To plot a separate box for each cylinder value within each year, add the hue
argument as follows:
sns.boxplot(data=subset_df, x='model_year', y='mpg', hue='cylinders')
Strip Plot
From the docs, this draws "a scatterplot where one variable is categorical."
In the example below, the categorical variable "model_year".
Add dodge=True
to place the dots for each hue
value in its own column.
Add jitter=True
to spread the dots horizontally a bit farther to reduce overlap.
plt.figure(figsize=(16,8))
sns.stripplot(data=df, x='model_year', y='mpg', hue='cylinders')
plt.xlabel('Model Year')
plt.ylabel('Miles Per Gallon')
Colormaps
The matplotlib package provides many pre-built colormaps whose names can be used as the value of the palette
option. To see a list of colormap names, see colormaps.
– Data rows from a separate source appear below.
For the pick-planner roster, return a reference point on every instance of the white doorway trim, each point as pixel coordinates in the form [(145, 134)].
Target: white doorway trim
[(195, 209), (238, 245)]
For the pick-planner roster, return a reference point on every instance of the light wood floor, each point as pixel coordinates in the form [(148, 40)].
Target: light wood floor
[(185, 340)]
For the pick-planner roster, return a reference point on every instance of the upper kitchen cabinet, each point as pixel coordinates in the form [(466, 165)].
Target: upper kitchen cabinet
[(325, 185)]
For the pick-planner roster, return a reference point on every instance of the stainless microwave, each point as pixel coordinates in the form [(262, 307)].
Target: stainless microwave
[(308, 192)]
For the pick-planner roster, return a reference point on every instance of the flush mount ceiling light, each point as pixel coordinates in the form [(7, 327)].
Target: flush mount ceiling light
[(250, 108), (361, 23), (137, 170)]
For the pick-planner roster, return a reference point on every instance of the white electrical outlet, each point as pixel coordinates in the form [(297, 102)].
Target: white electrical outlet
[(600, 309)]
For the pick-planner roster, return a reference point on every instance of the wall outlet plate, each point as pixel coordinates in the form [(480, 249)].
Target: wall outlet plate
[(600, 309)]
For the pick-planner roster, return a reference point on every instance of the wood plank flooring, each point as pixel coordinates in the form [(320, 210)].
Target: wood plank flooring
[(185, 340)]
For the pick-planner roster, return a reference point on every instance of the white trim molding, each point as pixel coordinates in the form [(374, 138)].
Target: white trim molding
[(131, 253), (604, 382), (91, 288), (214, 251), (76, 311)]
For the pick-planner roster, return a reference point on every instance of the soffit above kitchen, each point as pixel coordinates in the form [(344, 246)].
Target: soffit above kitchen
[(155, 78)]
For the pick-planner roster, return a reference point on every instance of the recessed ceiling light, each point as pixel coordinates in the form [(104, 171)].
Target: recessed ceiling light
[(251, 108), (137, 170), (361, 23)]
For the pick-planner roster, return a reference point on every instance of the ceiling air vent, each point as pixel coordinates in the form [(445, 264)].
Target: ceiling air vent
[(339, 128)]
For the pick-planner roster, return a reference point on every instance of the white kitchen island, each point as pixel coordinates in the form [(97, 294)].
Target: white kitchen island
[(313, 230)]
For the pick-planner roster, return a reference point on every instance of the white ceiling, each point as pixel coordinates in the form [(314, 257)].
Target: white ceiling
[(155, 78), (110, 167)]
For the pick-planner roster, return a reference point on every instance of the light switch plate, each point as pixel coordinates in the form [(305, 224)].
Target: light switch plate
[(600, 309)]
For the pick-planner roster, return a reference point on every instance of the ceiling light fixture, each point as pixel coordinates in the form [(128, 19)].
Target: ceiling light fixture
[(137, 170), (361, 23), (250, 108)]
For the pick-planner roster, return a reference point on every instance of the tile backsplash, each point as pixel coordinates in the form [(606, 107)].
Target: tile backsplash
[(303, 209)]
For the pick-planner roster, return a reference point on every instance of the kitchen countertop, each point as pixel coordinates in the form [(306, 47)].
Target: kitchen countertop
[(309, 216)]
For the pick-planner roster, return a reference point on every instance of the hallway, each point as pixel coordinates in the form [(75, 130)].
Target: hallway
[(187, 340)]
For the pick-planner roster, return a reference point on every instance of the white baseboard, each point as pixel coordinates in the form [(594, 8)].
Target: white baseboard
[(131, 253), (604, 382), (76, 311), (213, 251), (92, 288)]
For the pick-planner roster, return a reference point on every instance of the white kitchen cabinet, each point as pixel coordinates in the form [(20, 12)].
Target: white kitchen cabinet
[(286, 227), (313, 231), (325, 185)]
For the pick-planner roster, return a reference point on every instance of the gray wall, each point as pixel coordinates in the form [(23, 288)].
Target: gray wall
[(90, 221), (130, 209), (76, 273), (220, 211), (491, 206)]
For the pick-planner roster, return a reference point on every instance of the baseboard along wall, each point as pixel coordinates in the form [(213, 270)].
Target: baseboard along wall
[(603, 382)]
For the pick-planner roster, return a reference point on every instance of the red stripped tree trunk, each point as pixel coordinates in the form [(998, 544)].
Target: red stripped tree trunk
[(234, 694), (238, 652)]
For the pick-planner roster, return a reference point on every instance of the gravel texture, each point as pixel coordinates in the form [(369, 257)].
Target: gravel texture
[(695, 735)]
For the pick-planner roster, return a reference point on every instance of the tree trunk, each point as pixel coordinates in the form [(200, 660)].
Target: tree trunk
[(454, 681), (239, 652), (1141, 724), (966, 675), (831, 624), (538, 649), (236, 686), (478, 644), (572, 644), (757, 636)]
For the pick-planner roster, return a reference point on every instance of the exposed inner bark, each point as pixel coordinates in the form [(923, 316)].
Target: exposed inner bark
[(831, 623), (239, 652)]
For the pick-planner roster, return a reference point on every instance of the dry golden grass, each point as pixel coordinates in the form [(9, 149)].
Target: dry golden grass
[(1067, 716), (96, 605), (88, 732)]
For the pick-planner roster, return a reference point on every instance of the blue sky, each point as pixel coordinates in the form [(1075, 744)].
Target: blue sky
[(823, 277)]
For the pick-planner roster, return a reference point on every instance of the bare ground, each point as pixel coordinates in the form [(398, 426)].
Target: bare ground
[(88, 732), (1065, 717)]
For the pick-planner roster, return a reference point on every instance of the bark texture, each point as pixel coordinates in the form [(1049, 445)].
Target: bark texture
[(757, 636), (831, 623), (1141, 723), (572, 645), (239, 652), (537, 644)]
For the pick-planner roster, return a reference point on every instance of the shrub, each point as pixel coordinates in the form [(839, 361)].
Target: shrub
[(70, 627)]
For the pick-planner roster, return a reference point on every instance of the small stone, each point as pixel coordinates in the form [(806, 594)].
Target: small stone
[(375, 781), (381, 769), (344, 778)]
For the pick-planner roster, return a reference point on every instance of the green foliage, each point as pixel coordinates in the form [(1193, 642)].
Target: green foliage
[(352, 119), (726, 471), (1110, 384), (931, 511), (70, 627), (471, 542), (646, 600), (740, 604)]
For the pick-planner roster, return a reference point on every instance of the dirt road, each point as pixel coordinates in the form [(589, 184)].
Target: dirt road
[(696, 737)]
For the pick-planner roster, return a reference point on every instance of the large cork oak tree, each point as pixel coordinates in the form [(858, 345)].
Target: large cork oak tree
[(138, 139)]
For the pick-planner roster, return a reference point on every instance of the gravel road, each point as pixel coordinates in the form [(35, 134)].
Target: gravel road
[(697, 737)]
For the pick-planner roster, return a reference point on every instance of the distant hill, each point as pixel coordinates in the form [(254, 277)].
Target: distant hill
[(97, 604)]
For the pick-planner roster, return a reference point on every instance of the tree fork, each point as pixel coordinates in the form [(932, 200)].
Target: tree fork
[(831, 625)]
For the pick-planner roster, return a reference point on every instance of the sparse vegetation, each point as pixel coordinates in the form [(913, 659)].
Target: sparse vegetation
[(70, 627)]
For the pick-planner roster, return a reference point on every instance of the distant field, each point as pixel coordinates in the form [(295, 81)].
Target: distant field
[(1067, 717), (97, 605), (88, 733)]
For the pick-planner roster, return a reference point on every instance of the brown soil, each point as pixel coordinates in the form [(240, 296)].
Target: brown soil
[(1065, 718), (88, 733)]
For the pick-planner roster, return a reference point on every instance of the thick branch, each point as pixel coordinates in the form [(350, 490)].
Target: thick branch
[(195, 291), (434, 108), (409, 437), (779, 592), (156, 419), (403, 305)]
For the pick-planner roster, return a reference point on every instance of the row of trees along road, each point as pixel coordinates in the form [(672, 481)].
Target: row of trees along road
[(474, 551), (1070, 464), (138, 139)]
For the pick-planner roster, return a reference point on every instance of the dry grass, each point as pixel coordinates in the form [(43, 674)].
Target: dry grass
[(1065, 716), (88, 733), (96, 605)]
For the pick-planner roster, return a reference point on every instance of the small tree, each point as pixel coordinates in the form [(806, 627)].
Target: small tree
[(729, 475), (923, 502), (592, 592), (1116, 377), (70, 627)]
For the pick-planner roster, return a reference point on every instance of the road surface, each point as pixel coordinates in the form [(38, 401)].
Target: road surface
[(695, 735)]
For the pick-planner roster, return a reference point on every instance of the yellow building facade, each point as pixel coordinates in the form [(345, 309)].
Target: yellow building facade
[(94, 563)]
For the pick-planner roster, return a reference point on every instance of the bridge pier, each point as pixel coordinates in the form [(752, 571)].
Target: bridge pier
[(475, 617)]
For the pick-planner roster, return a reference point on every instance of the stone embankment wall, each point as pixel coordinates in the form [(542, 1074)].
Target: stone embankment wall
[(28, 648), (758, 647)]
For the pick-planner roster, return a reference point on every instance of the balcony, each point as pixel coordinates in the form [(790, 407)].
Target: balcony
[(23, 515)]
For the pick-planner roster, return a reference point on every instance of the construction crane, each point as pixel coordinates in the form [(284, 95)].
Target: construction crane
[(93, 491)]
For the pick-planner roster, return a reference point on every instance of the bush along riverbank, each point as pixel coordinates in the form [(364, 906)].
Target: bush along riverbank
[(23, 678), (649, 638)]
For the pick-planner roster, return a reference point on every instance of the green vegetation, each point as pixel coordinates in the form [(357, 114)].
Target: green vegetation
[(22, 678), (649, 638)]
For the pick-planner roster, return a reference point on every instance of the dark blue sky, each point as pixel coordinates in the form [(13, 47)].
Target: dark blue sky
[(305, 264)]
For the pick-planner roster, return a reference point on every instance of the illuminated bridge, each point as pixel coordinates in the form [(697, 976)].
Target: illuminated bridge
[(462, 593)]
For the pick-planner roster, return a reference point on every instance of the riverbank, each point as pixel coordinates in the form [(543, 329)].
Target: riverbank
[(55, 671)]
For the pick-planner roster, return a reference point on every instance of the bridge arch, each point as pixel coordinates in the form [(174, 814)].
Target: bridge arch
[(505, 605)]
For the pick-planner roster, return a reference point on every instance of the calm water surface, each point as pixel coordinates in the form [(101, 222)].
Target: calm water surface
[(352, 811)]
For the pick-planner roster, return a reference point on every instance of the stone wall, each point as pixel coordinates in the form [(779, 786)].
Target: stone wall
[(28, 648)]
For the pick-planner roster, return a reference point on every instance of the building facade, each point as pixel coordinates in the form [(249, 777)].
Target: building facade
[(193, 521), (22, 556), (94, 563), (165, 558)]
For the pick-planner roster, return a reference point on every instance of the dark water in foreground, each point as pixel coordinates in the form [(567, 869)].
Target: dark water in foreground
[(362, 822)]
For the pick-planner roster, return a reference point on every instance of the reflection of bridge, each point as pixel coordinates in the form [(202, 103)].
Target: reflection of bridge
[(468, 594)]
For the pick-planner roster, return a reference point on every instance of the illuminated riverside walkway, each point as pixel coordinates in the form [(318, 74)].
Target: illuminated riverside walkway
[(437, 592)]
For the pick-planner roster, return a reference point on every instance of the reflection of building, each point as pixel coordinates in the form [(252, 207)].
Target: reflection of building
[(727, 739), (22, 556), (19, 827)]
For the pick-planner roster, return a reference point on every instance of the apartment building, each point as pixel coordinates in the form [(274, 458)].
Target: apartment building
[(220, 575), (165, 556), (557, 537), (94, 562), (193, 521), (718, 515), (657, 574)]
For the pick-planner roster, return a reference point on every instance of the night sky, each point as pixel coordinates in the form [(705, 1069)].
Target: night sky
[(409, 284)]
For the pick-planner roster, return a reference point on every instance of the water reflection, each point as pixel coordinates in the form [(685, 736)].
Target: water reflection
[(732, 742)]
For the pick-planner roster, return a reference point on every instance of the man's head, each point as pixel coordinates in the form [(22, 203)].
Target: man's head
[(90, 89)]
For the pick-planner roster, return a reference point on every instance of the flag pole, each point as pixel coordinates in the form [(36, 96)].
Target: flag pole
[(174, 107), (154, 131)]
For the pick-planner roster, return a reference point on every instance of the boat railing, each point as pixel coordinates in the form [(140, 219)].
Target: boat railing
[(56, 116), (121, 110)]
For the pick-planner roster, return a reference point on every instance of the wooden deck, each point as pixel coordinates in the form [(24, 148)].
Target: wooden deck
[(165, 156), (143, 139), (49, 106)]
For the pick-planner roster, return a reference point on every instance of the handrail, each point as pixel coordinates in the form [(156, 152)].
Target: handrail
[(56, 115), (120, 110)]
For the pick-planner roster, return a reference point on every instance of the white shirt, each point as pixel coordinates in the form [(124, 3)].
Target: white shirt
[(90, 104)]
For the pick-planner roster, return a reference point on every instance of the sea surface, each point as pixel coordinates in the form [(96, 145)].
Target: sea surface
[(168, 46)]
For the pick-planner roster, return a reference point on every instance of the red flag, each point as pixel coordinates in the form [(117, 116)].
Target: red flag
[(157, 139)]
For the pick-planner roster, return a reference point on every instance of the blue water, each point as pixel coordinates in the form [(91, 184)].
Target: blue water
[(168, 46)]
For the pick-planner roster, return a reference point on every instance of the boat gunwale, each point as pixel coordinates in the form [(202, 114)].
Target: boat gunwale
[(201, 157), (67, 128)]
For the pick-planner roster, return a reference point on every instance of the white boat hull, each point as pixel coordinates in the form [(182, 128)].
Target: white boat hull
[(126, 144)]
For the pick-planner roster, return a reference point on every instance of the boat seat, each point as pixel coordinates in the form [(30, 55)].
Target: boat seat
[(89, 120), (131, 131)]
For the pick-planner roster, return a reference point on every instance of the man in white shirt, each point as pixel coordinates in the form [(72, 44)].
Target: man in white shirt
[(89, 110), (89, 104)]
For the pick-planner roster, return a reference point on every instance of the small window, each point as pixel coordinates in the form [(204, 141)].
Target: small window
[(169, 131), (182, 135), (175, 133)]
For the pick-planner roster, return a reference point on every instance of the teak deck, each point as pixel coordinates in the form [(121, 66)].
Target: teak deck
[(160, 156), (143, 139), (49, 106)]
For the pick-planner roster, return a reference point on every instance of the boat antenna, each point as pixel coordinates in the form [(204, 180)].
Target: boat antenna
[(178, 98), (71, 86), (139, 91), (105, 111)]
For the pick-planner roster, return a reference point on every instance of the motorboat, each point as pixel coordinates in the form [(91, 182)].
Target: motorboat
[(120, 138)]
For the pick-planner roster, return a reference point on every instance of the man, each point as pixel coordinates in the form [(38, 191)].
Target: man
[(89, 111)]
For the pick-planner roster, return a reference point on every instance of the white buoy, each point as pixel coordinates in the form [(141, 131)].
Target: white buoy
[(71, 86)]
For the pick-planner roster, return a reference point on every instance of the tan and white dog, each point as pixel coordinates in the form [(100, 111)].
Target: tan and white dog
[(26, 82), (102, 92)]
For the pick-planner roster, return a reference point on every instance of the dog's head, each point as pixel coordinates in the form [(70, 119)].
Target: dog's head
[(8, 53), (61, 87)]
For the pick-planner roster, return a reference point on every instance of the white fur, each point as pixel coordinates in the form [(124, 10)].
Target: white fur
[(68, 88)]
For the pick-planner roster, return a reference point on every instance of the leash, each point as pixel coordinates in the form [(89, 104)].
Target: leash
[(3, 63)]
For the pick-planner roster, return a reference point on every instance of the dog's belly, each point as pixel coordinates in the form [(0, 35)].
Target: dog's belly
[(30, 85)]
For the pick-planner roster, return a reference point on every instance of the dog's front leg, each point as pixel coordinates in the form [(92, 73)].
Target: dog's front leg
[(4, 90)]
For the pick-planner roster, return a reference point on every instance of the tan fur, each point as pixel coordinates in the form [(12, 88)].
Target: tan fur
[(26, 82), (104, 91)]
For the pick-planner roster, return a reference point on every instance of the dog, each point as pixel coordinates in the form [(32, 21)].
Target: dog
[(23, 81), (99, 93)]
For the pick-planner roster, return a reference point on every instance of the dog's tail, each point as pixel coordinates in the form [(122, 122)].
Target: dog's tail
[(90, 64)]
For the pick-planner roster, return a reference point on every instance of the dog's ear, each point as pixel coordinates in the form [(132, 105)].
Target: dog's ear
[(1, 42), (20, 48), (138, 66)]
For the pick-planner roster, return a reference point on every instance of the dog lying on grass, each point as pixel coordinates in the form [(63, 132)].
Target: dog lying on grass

For example, here is the previous plot using the "hsv" colormap.
plt.figure(figsize=(16,8))
sns.stripplot(data=df, x='model_year', y='mpg', hue='cylinders', palette='hsv')
Swarm Plot
From the docs, this draws "a categorical scatterplot with non-overlapping points." It looks nearly identical to a strip plot, but the points are spread more horizontally so they do not overlap.
plt.figure(figsize=(16,8))
sns.swarmplot(data=df, x='model_year', y='mpg', hue='cylinders', palette='hsv')
Heatmap Plot from Correlation Data
A heatmap shows the degree of correlation between column values.
Create a matrix DataFrame
from the original one that contains the correlation values and pass this to the heatmap
method. Set the annot
argument to True
to display correlation values in the cells. Every column has strong correlation with itself, receiving a value of 1. Depending on the colormap, cells with darker colors typically indicate strong correlation between the column name to the left of the cell and the column name below the cell.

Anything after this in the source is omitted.